Fat chance of that, we think. In any case, clueless school officials are consulted, all of who take the view that “boys will be boys.” After a fruitless meeting with an assistant principal, Alex’s mother asserts that she and her husband have been “politicianed,” and that is true not only in Sioux City but everywhere Hirsch goes. The school people’s interest is in preserving the notion that they are presiding over what seems to be a smoothly running system. Occasionally, they take notes on the problem or offer little lectures on good behavior, to which the bullies respond politely but with barely concealed indifference.
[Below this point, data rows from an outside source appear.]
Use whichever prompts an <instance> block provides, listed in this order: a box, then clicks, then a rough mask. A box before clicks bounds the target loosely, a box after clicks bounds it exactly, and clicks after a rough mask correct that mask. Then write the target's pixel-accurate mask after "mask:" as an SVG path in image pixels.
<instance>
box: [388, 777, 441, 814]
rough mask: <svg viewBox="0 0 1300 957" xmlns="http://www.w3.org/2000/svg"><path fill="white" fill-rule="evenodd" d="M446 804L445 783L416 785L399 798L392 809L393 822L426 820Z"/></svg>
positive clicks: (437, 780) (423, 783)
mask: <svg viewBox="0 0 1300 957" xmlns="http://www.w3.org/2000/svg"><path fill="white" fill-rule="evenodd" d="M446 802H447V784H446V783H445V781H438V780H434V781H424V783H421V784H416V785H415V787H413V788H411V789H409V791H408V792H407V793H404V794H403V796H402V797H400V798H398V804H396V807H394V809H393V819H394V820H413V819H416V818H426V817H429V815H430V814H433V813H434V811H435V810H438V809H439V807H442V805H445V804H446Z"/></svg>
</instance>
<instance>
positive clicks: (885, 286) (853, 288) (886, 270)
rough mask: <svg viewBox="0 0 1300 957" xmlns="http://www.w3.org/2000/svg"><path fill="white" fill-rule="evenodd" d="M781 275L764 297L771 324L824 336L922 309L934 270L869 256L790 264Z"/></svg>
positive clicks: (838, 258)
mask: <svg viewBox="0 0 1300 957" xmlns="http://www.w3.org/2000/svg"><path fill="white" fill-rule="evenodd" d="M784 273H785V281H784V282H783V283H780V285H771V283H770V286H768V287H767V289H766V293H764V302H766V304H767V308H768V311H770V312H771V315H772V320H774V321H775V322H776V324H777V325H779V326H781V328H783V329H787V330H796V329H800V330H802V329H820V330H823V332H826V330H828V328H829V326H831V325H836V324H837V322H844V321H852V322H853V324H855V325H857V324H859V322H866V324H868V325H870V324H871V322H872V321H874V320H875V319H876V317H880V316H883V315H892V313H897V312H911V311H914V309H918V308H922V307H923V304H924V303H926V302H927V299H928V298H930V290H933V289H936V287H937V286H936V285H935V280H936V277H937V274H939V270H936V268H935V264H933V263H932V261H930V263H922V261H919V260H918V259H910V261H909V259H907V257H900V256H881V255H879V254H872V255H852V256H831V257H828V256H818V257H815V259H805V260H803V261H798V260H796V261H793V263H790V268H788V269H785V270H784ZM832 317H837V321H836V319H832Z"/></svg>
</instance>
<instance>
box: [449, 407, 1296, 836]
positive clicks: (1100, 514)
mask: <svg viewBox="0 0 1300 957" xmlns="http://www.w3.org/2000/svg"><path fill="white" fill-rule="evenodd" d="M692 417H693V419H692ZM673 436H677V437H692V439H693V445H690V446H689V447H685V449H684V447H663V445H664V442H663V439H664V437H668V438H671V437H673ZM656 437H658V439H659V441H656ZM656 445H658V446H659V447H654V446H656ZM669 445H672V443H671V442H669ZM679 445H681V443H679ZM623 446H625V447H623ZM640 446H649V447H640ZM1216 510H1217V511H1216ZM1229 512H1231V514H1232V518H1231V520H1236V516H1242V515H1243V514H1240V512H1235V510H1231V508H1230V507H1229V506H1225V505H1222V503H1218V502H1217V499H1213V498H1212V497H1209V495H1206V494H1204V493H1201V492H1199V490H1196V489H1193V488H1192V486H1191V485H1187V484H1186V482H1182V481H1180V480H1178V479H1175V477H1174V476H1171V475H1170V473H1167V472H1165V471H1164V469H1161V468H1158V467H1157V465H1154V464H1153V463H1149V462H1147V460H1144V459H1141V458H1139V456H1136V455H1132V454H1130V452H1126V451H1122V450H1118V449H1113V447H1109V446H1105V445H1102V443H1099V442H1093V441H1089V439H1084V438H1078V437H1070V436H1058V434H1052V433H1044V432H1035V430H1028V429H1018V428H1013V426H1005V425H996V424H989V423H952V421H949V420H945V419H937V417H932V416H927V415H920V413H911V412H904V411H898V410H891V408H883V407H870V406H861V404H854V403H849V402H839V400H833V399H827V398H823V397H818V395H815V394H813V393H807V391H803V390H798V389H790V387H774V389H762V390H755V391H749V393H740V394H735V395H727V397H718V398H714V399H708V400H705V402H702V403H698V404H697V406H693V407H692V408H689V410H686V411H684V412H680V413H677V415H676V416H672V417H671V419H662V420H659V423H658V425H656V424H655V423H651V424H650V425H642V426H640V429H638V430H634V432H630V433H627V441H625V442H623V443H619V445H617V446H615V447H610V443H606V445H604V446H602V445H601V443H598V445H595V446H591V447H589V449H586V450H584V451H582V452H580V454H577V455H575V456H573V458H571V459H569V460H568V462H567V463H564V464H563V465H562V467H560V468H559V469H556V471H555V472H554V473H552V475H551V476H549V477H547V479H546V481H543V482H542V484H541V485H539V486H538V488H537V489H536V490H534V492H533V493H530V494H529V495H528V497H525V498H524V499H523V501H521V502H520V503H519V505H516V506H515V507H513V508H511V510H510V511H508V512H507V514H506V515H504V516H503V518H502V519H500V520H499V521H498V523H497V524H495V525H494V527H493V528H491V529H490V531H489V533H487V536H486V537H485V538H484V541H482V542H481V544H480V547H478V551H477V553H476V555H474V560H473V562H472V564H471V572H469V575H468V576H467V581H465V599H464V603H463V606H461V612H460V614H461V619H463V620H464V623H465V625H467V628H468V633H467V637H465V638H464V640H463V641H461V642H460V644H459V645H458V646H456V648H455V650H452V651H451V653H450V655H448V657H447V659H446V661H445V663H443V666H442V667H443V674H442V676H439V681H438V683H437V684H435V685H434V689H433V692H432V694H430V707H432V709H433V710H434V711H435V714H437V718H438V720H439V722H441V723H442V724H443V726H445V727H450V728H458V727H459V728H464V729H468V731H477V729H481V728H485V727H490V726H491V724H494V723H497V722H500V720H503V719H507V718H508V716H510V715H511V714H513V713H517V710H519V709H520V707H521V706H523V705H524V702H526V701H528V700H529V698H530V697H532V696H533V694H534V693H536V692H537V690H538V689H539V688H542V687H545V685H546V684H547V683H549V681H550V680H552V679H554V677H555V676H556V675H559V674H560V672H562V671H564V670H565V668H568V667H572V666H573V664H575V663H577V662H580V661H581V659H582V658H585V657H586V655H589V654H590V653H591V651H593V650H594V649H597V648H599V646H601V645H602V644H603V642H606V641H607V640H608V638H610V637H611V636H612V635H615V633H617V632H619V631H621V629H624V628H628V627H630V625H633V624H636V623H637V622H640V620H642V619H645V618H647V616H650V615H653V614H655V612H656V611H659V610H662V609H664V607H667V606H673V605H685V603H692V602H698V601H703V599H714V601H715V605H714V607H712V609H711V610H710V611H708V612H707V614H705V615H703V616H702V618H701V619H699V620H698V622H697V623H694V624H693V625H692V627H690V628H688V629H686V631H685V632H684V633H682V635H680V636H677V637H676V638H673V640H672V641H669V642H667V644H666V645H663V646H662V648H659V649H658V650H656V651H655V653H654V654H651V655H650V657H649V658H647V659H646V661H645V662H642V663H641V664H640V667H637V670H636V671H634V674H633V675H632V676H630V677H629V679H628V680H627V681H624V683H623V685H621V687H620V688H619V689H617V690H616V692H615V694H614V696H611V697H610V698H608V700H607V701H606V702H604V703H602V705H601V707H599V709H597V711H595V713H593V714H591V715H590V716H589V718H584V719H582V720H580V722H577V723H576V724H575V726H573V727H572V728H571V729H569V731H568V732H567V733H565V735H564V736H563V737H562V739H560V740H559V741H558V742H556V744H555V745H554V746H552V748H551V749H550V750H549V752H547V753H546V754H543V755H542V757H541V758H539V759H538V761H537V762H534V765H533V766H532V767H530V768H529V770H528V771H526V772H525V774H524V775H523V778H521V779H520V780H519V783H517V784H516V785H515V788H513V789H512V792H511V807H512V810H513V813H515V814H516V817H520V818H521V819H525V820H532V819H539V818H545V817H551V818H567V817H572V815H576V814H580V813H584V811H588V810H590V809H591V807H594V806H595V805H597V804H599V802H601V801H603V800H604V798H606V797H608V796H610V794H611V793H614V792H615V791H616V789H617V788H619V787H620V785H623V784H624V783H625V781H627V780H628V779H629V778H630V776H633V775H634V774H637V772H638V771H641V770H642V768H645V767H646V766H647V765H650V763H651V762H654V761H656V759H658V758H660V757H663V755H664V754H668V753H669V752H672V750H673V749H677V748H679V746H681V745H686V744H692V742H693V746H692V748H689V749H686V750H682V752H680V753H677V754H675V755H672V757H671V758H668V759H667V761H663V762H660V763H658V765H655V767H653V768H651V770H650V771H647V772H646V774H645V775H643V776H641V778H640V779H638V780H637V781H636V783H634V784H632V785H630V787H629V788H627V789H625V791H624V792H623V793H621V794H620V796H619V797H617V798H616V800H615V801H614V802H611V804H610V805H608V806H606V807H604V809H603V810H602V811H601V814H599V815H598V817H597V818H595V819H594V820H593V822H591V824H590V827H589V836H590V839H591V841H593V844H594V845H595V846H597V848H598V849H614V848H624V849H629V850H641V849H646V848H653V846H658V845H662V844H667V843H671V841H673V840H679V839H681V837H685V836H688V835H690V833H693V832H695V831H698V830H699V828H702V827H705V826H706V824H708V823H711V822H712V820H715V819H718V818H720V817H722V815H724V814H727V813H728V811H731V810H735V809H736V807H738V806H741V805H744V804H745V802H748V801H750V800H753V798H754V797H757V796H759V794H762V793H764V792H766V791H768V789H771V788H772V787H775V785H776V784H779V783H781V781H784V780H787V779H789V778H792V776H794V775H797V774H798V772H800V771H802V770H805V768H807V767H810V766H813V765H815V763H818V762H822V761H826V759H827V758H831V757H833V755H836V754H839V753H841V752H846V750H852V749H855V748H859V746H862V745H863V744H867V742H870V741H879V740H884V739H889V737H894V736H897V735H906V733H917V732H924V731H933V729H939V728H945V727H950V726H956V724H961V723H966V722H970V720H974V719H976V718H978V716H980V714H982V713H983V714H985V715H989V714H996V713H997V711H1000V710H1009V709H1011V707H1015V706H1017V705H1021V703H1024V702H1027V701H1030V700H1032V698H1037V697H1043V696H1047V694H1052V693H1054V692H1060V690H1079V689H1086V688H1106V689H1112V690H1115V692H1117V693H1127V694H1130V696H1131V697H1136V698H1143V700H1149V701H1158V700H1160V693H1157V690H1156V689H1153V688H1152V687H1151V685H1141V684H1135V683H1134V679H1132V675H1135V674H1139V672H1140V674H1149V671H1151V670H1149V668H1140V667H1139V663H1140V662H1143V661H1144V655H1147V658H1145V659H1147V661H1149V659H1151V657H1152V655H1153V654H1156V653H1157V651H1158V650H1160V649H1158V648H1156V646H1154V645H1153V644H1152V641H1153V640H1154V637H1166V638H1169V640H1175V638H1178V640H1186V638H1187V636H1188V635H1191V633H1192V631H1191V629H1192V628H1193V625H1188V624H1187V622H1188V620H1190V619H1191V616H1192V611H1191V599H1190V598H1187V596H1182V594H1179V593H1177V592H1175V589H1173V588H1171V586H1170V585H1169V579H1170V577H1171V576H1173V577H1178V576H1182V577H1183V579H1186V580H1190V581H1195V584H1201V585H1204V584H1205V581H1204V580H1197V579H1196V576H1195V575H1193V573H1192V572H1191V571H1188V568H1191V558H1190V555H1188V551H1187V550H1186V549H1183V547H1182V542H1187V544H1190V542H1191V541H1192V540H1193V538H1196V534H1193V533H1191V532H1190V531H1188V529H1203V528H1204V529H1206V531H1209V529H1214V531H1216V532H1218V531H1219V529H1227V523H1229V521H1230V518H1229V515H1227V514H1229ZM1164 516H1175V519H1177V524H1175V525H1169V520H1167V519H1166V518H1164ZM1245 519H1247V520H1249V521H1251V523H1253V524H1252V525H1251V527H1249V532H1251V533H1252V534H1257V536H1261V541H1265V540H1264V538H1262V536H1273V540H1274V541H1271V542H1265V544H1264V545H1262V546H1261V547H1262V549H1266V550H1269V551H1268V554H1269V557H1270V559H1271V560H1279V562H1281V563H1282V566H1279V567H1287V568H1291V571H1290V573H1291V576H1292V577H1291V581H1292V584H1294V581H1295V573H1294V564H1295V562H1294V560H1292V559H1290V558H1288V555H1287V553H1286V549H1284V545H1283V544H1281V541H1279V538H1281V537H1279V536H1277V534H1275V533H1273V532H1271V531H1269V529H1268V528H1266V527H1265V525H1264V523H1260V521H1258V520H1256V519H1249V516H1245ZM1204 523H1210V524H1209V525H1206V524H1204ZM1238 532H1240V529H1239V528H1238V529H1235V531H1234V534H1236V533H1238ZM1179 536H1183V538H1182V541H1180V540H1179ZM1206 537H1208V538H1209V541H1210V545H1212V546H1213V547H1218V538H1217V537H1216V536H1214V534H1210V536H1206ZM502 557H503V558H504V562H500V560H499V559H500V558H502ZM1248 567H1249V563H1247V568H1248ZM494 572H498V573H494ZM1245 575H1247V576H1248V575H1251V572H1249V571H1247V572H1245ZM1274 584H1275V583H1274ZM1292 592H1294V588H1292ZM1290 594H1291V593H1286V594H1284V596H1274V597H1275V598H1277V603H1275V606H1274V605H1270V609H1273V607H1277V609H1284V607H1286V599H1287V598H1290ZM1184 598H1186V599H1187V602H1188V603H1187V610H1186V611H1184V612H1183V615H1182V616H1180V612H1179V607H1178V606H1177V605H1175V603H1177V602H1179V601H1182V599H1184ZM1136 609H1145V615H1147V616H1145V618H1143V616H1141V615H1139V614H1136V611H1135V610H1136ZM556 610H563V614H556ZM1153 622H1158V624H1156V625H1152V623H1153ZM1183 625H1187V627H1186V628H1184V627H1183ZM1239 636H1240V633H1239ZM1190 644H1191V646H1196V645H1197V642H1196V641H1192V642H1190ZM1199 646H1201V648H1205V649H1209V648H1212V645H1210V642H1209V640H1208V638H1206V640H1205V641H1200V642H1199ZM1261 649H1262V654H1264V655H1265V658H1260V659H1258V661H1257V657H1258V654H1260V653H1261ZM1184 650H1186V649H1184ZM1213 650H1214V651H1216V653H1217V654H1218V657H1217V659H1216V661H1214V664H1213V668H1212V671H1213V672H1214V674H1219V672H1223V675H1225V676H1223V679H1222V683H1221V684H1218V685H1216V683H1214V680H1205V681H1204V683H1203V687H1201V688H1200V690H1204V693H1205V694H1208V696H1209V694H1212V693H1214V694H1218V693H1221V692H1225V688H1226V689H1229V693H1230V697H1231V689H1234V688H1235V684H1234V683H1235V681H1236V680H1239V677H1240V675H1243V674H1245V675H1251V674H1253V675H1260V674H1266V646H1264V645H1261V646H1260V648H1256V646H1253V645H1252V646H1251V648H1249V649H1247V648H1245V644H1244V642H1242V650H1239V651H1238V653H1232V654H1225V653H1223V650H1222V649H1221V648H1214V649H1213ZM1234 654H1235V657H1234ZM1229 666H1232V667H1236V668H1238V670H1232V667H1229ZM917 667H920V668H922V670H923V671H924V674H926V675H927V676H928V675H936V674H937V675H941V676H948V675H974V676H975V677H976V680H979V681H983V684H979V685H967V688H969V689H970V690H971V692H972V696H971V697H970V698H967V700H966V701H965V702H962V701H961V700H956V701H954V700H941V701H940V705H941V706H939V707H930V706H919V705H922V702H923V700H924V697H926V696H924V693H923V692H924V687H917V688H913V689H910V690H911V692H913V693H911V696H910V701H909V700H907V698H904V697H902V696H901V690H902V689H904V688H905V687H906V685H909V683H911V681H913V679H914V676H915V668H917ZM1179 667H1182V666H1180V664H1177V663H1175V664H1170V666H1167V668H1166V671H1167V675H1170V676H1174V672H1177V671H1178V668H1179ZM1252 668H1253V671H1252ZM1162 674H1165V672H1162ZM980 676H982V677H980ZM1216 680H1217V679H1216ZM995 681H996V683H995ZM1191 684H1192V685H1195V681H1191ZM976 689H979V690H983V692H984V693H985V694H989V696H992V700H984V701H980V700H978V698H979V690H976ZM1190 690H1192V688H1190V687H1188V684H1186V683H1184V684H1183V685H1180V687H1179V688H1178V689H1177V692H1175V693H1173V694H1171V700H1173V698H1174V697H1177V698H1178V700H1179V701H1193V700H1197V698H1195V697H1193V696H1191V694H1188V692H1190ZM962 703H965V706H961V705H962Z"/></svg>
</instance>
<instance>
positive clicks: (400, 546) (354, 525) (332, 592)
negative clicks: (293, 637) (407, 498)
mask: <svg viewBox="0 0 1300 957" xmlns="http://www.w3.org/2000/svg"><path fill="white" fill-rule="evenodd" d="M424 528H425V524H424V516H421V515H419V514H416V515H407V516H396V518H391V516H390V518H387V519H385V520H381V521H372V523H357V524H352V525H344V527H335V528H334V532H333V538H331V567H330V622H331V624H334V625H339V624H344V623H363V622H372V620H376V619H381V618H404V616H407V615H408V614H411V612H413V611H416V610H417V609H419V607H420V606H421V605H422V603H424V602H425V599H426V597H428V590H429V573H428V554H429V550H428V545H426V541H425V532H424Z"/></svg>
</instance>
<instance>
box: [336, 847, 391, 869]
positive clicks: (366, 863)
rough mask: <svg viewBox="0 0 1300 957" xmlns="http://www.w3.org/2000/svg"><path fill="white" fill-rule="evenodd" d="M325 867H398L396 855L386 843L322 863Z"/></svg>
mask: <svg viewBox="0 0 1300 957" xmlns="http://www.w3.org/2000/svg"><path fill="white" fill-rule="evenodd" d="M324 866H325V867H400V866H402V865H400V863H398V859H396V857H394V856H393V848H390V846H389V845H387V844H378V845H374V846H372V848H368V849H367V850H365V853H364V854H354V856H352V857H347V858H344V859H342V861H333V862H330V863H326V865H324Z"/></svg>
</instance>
The parents do the best they can in this situation, offering the advice that has been standard from time immemorial, which is basically “stand up for yourself.” Sometimes meetings are held and school officials earnestly promise to do something about the situation, though there is little evidence that they will do anything but hold some more meetings. At the end of the film, the father of one of the suicides is holding meetings at which fine speeches are made and balloons are loosed into the sky, symbolizing the freed spirits of the lost children.

It is a gesture not without its poignancy. It is also a gesture not without its impotency. The problem with bullying is that it is an amorphous subject. It’s a problem that has been with us as long as we have sent our kids off to school, where outside the confines of the classroom they have plenty of unsupervised time to, well, “mess around” with people who look or act differently from the norm. The cure for it is, alas, to “outgrow” it, and victims and victimizers mostly do, I suppose — except, of course, for the tragic exceptions, which in some way mark them for life. Or, more tragically, cancel out their lives entirely.

Another way of putting that is that this is not a social problem subject to amelioration by 10-step programs or renewed efforts at good will and patient understanding. It is, I think, an existential problem. There are simply some people who are born to be bad — or at least radically anti-social — and some people who are born to be their victims. I met a few of them when I was kid, and so did you. The answer was avoidance — at which, happily, I was adept. And at changing the subject.

Which is what, finally, the MPAA has done with its “R” rating, based on the fact that the f-word is occasionally used in the film — not, I’m here to tell you, in any way that you’ll notice. The movie is not about language. The people in it are sometimes, in their troubled ways, both articulate and inarticulate. But these figures are all struggling to find words to describe an issue that, as I’ve said, resists anything like an easy definition. It is ludicrous for the ratings board to confine the discussion to a word that does not even register on our consciousness as we watch the film. I don’t think the movie is entirely successful in addressing the problem it is earnestly trying to raise. But the producers are correct to send the movie into the world unrated. And, we may hope, open a discussion about a system that is prissily outdated. Listen to your children and grandchildren. You’ll find they are entirely familiar with the f-word. And a lot of other words and ideas that you would prefer they didn’t know about.